Wind Farm: Landscape with Stories and Towers explores the human and natural geography of the Illinois prairie landscape of Jeff Gundy's youth, transformed long ago by the grid system of roads and ditches and intensive agriculture, and altered again by a vast wind farm. These deeply personal yet wide-ranging lyrical essays-whimsical, practical, and mystical, sometimes within the same paragraph-range across football and chicken farming, power grids and Mennonite history, folk music and mound-builders, set off by Gundy's own photographs. As industrial production of corn, soybeans, and energy becomes pervasive, and farmsteads and human populations among the towers dwindle, Wind Farm investigates the imagined past and intricate present of one small portion of the prairie, and glimpses possible futures for it and the planet.
SAMPLE:
A big wind farm runs across the farm I grew up on and for miles to the west and north, a hundred towers combing the wind day and night, giant arms turning, red lights blinking in unison through the nights. Some groups still fight to keep them out, claiming they kill birds and bats, confuse human thought patterns with their churning, even disturb weather patterns, or might, or could-but here they are. They seem strange and wonderful to me, mostly, but I'm only around for a couple of days once or twice a year when we make it out to see my parents.
The beauty of wind turbines is awkward and pragmatic, like the great blue heron's-or, better, the great egret, which is snowy white as the towers. A beauty years in the making, expensive and complicated, an engineered and calculated beauty requiring access roads and giant cranes, buried cables linking the great spindly machines.

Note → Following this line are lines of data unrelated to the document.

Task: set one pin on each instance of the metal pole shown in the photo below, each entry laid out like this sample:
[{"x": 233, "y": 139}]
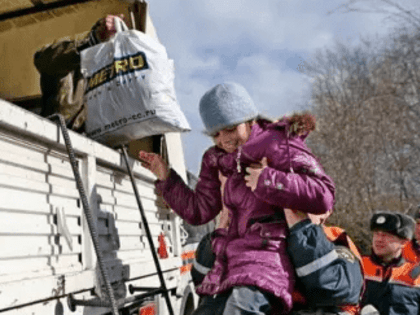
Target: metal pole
[
  {"x": 148, "y": 233},
  {"x": 88, "y": 212}
]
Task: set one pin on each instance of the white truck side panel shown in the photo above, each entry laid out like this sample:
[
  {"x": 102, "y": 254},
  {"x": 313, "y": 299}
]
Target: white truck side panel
[{"x": 38, "y": 267}]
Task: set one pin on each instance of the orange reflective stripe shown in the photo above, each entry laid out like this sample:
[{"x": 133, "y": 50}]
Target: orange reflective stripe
[
  {"x": 410, "y": 254},
  {"x": 350, "y": 309},
  {"x": 188, "y": 255},
  {"x": 333, "y": 232},
  {"x": 185, "y": 268},
  {"x": 400, "y": 275}
]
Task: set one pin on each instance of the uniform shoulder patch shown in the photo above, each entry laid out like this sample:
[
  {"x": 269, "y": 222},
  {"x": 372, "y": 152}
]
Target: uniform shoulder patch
[
  {"x": 415, "y": 273},
  {"x": 345, "y": 253}
]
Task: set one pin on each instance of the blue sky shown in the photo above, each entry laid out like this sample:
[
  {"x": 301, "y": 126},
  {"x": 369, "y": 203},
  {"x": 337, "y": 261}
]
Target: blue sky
[{"x": 258, "y": 44}]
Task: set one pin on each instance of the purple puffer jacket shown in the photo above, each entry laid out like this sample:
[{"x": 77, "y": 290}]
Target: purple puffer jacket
[{"x": 252, "y": 252}]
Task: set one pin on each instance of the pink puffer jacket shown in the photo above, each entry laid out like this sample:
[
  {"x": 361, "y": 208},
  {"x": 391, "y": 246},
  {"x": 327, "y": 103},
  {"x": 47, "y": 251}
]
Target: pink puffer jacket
[{"x": 252, "y": 252}]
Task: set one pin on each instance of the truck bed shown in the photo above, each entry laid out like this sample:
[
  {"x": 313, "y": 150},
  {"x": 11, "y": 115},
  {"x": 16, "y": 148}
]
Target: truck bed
[{"x": 38, "y": 267}]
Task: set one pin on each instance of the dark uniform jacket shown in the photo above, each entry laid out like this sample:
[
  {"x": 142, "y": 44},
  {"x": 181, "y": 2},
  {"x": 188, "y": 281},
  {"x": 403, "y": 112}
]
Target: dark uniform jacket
[{"x": 328, "y": 267}]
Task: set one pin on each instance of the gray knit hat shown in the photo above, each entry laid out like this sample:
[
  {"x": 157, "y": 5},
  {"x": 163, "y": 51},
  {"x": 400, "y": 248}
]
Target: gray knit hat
[{"x": 226, "y": 105}]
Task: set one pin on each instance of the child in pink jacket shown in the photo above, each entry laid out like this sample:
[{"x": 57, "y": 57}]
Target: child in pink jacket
[{"x": 267, "y": 167}]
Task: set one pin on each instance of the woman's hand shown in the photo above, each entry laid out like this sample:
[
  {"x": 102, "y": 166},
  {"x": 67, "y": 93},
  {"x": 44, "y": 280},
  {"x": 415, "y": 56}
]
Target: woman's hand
[
  {"x": 154, "y": 163},
  {"x": 294, "y": 216},
  {"x": 253, "y": 173},
  {"x": 106, "y": 27}
]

They are lonesome even in their clusters, keeping their distance, the way farmers have always been lonesome. The giant blades thrum their two notes day and night, yielding and using the invisible wind, sifting for power, sending it off to be used with no knowledge of where, of how. . . .
The new turbines are something else entirely. Some people call them ugly, mostly for reasons having nothing to do with aesthetics. I always suspected the resistance to wind farms is both more and less political than people want to admit, but when this project began I didn't really know much about that, or about many related matters. If it's just ugly we're talking about, we need to talk about the whole enterprise of industrial agriculture, the gridded landscape and the skinned prairies turned to monocultures, herbicides, pesticides, chemical fertilizer, all the rest. The roads, like a set of giant bars across a third of a continent, practical in the extreme if you're not a pheasant or big bluestem or a nomadic hunter-gatherer.